5. The generated login excludes Microsoft SQL Server Integration Services (SSIS) SSISDB permissions for ssis_admin and ssis_logreader. If you require these permissions, then run the following command:

   ALTER ROLE [ssis_admin] ADD MEMBER [mydomain\user_name]  
   ALTER ROLE [ssis_logreader] ADD MEMBER [mydomain\user_name]  
   GO

   Note: Replace mydomain with your domain name and user_name with your username. You might receive a disordered script output because of temporary tables that the stored procedure uses. If this occurs, then drop and recreate the stored procedure.

6. To check for orphan users, run the following script:

   Use [DB_NAME] ;  
   GO   
   exec sp_change_users_login @Action='Report' ;  
   GO

   Note: Replace DB_NAME with the name of the user database.
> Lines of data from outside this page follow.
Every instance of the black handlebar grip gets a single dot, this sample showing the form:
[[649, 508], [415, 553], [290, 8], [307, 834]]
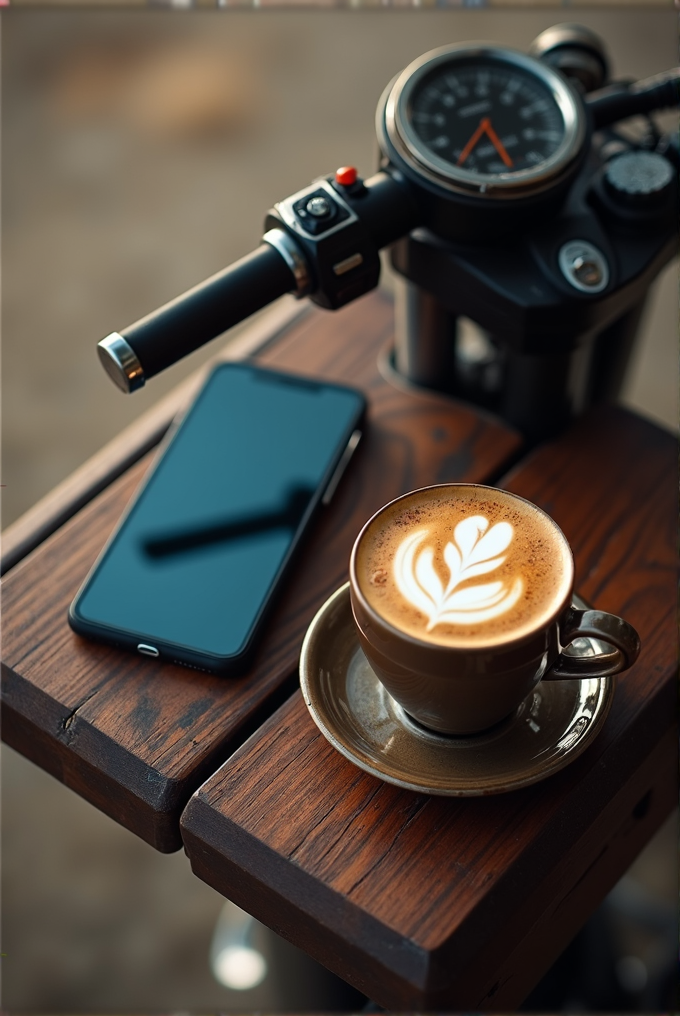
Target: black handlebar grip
[[618, 102], [160, 339]]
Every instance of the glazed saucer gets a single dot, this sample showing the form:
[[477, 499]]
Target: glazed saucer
[[551, 727]]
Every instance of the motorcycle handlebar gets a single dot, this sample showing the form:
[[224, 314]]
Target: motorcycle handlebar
[[161, 338], [621, 101], [280, 265]]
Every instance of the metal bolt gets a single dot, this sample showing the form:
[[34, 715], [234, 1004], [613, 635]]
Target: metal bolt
[[586, 271], [318, 206]]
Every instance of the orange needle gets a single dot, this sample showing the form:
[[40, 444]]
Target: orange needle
[[485, 128], [473, 141], [497, 143]]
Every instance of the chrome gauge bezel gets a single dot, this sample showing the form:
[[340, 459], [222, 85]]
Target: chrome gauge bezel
[[501, 185]]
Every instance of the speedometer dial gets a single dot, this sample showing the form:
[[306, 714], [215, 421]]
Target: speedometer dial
[[485, 119]]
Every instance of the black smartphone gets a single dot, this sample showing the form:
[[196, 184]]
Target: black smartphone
[[190, 570]]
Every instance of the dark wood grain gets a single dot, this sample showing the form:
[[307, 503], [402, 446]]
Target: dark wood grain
[[461, 904], [136, 738]]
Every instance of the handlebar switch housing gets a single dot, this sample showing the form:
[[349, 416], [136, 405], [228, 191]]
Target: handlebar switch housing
[[340, 250]]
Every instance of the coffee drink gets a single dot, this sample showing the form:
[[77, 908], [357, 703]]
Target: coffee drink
[[464, 565], [461, 599]]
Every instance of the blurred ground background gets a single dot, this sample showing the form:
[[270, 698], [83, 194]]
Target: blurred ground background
[[140, 150]]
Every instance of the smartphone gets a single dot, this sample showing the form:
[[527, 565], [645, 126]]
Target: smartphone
[[189, 572]]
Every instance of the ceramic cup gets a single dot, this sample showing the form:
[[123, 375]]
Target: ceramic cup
[[461, 597]]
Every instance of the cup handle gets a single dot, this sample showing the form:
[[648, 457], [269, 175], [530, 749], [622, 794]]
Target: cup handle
[[621, 638]]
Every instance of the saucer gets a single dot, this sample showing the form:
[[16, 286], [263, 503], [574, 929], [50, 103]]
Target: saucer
[[551, 727]]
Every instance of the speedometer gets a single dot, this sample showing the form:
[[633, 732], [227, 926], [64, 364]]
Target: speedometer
[[485, 120]]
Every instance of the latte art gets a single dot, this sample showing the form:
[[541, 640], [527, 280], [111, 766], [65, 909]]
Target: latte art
[[464, 565], [474, 552]]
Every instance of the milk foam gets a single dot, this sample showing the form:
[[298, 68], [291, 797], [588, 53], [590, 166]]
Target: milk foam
[[464, 565]]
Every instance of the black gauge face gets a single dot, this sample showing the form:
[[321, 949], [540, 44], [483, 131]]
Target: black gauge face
[[487, 118]]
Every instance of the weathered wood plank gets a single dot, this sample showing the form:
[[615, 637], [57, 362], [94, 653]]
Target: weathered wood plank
[[461, 904], [136, 737]]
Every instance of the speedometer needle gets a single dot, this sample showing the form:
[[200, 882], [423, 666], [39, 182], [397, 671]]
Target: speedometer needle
[[486, 128]]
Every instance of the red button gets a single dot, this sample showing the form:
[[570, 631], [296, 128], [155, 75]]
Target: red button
[[346, 176]]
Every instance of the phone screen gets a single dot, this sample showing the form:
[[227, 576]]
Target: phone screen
[[196, 557]]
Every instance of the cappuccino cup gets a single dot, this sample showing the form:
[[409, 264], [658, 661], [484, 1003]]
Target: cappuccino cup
[[461, 597]]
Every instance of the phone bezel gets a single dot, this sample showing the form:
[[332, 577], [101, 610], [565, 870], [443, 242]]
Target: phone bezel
[[194, 656]]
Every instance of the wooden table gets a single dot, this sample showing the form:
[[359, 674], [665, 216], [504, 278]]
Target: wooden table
[[420, 902]]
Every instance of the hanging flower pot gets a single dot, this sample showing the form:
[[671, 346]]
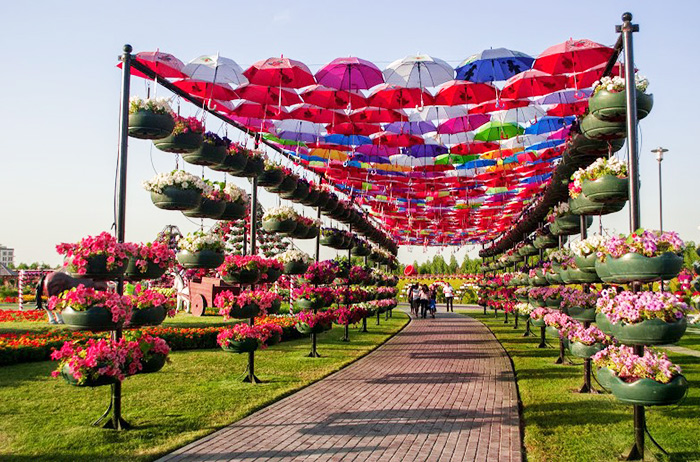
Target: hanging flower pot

7. To drop orphan users, run the following script:

   Use [DB_NAME] ;  
   GO  
   exec sp_revokedbaccess 'username'  
   GO

   Note: Replace DB_NAME with the name of the user database and username with your username.

8. If you don't want to keep the stored procedures after you duplicate the login, then run the following script:

   USE [DB_NAME] ;  
   GO  
   DROP PROCEDURE [dbo].[DuplicateRDS]  
   GO  
   DROP PROCEDURE [dbo].[DuplicateLogin]  
   GO  
   DROP PROCEDURE [dbo].[GrantUserRoleMembership]  
   GO

   Note: Replace DB_NAME with the name of the user database.